Once the vector similarity index has been built, vector search queries will automatically use the index:

SELECT
    id,
    title
FROM dbpedia
ORDER BY cosineDistance(vector, (
        SELECT vector
        FROM dbpedia
        WHERE id = '<dbpedia:Glacier_Express>'
    )) ASC
LIMIT 20
    ┌─id──────────────────────────────────────────────┬─title─────────────────────────────────┐
 1. │ <dbpedia:Glacier_Express>                       │ Glacier Express                       │
 2. │ <dbpedia:BVZ_Zermatt-Bahn>                      │ BVZ Zermatt-Bahn                      │
 3. │ <dbpedia:Gornergrat_railway>                    │ Gornergrat railway                    │
 4. │ <dbpedia:RegioExpress>                          │ RegioExpress                          │
 5. │ <dbpedia:Matterhorn_Gotthard_Bahn>              │ Matterhorn Gotthard Bahn              │
 6. │ <dbpedia:Rhaetian_Railway>                      │ Rhaetian Railway                      │
 7. │ <dbpedia:Gotthard_railway>                      │ Gotthard railway                      │
 8. │ <dbpedia:Furka–Oberalp_railway>                 │ Furka–Oberalp railway                 │
 9. │ <dbpedia:Jungfrau_railway>                      │ Jungfrau railway                      │
10. │ <dbpedia:Monte_Generoso_railway>                │ Monte Generoso railway                │
11. │ <dbpedia:Montreux–Oberland_Bernois_railway>     │ Montreux–Oberland Bernois railway     │
12. │ <dbpedia:Brienz–Rothorn_railway>                │ Brienz–Rothorn railway                │
13. │ <dbpedia:Lauterbrunnen–Mürren_mountain_railway> │ Lauterbrunnen–Mürren mountain railway │
14. │ <dbpedia:Luzern–Stans–Engelberg_railway_line>   │ Luzern–Stans–Engelberg railway line   │
15. │ <dbpedia:Rigi_Railways>                         │ Rigi Railways                         │
16. │ <dbpedia:Saint-Gervais–Vallorcine_railway>      │ Saint-Gervais–Vallorcine railway      │
17. │ <dbpedia:Gatwick_Express>                       │ Gatwick Express                       │
18. │ <dbpedia:Brünig_railway_line>                   │ Brünig railway line                   │
19. │ <dbpedia:Regional-Express>                      │ Regional-Express                      │
20. │ <dbpedia:Schynige_Platte_railway>               │ Schynige Platte railway               │
    └─────────────────────────────────────────────────┴───────────────────────────────────────┘
#highlight-next-line
20 rows in set. Elapsed: 0.025 sec. Processed 32.03 thousand rows, 2.10 MB (1.29 million rows/s., 84.80 MB/s.)

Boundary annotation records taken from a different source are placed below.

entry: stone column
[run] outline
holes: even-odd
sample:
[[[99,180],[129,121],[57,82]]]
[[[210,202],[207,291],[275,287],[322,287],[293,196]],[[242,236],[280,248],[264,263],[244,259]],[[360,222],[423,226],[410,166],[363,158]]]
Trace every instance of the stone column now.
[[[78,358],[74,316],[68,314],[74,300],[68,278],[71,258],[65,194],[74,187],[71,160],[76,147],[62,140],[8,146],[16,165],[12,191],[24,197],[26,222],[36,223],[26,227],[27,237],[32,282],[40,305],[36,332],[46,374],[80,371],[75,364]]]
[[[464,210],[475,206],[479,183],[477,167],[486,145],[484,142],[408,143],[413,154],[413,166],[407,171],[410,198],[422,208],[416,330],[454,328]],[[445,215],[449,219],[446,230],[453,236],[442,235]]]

Generating embeddings for search query

The similarity search queries seen until now use one of the existing vectors in the dbpedia table as the search vector. In real world applications, the search vector has to be generated for a user input query which could be in natural language. The search vector should be generated by using the same LLM model used to generate embedding vectors for the dataset.

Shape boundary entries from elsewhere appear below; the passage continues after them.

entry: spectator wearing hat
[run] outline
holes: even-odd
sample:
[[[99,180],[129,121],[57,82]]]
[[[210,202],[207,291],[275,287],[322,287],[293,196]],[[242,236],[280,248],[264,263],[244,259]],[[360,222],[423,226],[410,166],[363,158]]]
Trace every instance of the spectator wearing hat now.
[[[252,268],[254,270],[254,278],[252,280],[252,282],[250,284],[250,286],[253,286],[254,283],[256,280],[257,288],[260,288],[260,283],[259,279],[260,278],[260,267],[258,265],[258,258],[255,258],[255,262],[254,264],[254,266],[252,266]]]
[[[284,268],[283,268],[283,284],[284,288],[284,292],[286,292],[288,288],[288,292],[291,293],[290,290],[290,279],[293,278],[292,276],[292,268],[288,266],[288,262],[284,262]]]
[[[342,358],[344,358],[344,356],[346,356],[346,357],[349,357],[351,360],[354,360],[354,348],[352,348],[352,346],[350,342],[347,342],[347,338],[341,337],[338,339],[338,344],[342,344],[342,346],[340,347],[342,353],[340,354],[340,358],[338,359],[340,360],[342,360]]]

An example Python script is listed below to demonstrate how to programmatically call OpenAI API's to generate embedding vectors using the text-embedding-3-large model. The search embedding vector is then passed as an argument to the cosineDistance() function in the SELECT query.

Running the script requires an OpenAI API key to be set in the environment variable OPENAI_API_KEY. The OpenAI API key can be obtained after registering at https://platform.openai.com.

import sys
from openai import OpenAI
import clickhouse_connect

ch_client = clickhouse_connect.get_client(compress=False) # Pass ClickHouse credentials
openai_client = OpenAI() # Set OPENAI_API_KEY environment variable

def get_embedding(text, model):
  text = text.replace("\n", " ")
  return openai_client.embeddings.create(input = [text], model=model, dimensions=1536).data[0].embedding


while True:
    # Accept the search query from user
    print("Enter a search query :")
    input_query = sys.stdin.readline();

    # Call OpenAI API endpoint to get the embedding
    print("Generating the embedding for ", input_query);
    embedding = get_embedding(input_query,
                              model='text-embedding-3-large')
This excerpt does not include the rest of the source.